Pharmaceutical & Healthcare Research Laboratories, FUJIFILM Inc., Kanagawa, Japan; Department of Applied Life Science, United Graduate School of Agricultural Science, Tokyo University of Agriculture and Technology, Tokyo, Japan.
Pharmaceutical & Healthcare Research Laboratories, FUJIFILM Inc., Kanagawa, Japan.
Biochem Biophys Res Commun. 2018 Jun 2;500(2):339-343. doi: 10.1016/j.bbrc.2018.04.070. Epub 2018 Apr 16.
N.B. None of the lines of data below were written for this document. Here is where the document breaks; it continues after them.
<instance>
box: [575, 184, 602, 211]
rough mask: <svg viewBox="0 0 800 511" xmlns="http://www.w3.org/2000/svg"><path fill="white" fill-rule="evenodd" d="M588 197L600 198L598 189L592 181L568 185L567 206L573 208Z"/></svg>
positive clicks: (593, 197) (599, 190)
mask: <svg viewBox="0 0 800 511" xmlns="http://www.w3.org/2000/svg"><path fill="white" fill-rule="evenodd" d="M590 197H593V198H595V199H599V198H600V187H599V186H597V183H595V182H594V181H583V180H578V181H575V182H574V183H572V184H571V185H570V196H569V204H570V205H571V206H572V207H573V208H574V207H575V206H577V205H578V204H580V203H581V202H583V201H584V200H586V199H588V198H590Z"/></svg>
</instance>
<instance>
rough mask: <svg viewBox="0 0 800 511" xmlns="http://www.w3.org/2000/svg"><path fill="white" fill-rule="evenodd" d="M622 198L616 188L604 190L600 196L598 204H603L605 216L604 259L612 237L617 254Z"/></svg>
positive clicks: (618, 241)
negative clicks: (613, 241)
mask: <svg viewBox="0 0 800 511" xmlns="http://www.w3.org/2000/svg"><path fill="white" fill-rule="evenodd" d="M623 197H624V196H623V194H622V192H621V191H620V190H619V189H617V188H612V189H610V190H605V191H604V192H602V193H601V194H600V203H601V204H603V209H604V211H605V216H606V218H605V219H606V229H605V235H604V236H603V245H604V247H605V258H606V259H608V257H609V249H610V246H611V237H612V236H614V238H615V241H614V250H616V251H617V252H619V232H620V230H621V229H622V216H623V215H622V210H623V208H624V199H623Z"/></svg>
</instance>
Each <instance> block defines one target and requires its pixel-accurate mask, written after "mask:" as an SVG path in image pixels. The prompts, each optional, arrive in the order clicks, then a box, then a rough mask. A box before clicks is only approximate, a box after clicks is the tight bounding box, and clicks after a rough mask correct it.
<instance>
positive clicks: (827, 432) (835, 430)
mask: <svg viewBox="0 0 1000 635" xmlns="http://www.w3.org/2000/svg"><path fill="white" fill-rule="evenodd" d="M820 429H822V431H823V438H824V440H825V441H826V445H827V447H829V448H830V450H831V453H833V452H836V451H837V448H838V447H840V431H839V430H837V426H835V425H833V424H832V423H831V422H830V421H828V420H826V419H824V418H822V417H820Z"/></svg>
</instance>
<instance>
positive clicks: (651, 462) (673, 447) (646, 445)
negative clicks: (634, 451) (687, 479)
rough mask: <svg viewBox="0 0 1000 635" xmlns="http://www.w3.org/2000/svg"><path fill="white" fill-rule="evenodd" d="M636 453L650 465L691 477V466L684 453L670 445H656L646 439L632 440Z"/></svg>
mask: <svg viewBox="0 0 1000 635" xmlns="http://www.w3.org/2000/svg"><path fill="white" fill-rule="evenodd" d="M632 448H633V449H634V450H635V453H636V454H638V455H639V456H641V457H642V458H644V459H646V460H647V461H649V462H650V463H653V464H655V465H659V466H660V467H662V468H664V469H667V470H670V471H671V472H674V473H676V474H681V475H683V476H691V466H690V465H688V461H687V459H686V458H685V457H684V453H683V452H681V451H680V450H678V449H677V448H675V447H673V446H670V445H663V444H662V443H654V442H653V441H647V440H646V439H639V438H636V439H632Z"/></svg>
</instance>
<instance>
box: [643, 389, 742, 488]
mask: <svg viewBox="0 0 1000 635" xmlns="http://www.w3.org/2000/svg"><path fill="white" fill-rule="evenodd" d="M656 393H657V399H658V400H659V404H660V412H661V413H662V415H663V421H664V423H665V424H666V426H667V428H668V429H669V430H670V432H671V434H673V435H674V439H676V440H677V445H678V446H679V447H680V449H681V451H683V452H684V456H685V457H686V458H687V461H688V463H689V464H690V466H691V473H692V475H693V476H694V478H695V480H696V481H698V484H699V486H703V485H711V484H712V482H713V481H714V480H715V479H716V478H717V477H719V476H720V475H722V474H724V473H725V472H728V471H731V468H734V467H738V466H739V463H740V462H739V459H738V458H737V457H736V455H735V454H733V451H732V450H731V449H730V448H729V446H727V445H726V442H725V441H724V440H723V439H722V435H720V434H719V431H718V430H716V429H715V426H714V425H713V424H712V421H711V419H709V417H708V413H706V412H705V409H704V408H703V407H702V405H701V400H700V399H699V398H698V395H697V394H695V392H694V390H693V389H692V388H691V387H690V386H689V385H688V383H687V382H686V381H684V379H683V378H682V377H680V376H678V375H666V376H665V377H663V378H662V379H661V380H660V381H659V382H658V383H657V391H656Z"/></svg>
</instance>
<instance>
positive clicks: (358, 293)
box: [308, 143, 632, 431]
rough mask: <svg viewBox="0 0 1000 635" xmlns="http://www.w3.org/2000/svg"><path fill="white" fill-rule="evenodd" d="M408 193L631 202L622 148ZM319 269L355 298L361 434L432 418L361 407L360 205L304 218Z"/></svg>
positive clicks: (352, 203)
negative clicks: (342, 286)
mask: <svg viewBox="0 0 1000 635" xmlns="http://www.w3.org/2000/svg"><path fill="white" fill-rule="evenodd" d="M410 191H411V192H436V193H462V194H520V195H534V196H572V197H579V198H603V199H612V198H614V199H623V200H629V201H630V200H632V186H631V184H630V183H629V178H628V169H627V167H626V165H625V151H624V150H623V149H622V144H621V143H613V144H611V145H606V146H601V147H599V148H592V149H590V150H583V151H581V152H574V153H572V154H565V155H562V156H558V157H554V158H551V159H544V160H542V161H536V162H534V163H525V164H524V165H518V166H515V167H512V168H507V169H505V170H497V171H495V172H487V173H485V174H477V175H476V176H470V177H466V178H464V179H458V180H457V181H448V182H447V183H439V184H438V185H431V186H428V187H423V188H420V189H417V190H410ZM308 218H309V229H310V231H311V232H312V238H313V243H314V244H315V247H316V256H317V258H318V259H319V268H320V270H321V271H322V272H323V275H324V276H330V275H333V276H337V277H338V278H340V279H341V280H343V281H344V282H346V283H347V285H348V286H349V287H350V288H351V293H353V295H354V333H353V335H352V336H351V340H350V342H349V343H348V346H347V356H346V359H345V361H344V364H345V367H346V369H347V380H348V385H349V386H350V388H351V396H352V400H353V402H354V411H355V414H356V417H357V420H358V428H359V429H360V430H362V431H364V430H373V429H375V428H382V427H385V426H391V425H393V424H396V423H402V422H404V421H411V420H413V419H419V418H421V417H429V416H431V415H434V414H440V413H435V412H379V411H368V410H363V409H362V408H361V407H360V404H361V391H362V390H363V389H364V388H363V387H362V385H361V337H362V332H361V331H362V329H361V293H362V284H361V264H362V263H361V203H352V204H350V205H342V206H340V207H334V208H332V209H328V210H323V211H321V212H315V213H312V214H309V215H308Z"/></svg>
The cause of hyperpigmentation, such as solar lentigo and seborrheic keratosis, is the excessive accumulation of melanin pigments in the epidermal basal layer. Melanin pigments are synthesized in the melanosomes, which are specific organelles produced by melanocytes in the basal layer. Melanosomes containing melanin pigments are transported to the neighboring keratinocytes. However, the behavior of melanosomes after being transported to the keratinocytes has been poorly understood. In this study, we focused on a lysosomal protease cathepsin V (CTSV) to clarify the mechanism underlying melanosome degradation in the keratinocytes. Using immunohistochemical observation, we found that CTSV was highly expressed across the entire epidermis in normal skin; however, CTSV expression levels were lower in the basal layer than those in the stratum corneum side in the hyperpigmented region. Moreover, we found that melanosome degradation was suppressed in CTSV knockdown cells. These results indicated that CTSV is involved in melanosome degradation.
色素沉着的原因,如 solar lentigo 和脂溢性角化病,是黑色素在表皮基底层的过度积累。黑色素是在黑素小体中合成的,黑素小体是由基底层的黑色素细胞产生的特殊细胞器。含有黑色素的黑素小体被运输到邻近的角质形成细胞。然而,被运输到角质形成细胞后的黑素小体的行为仍知之甚少。在这项研究中,我们专注于溶酶体蛋白酶组织蛋白酶 V (CTSV),以阐明角质形成细胞中黑素小体降解的机制。通过免疫组织化学观察,我们发现 CTSV 在正常皮肤的整个表皮中高度表达;然而,在色素沉着区域,CTSV 在基底层的表达水平低于角质层。此外,我们发现 CTSV 敲低细胞中的黑素小体降解受到抑制。这些结果表明 CTSV 参与了黑素小体的降解。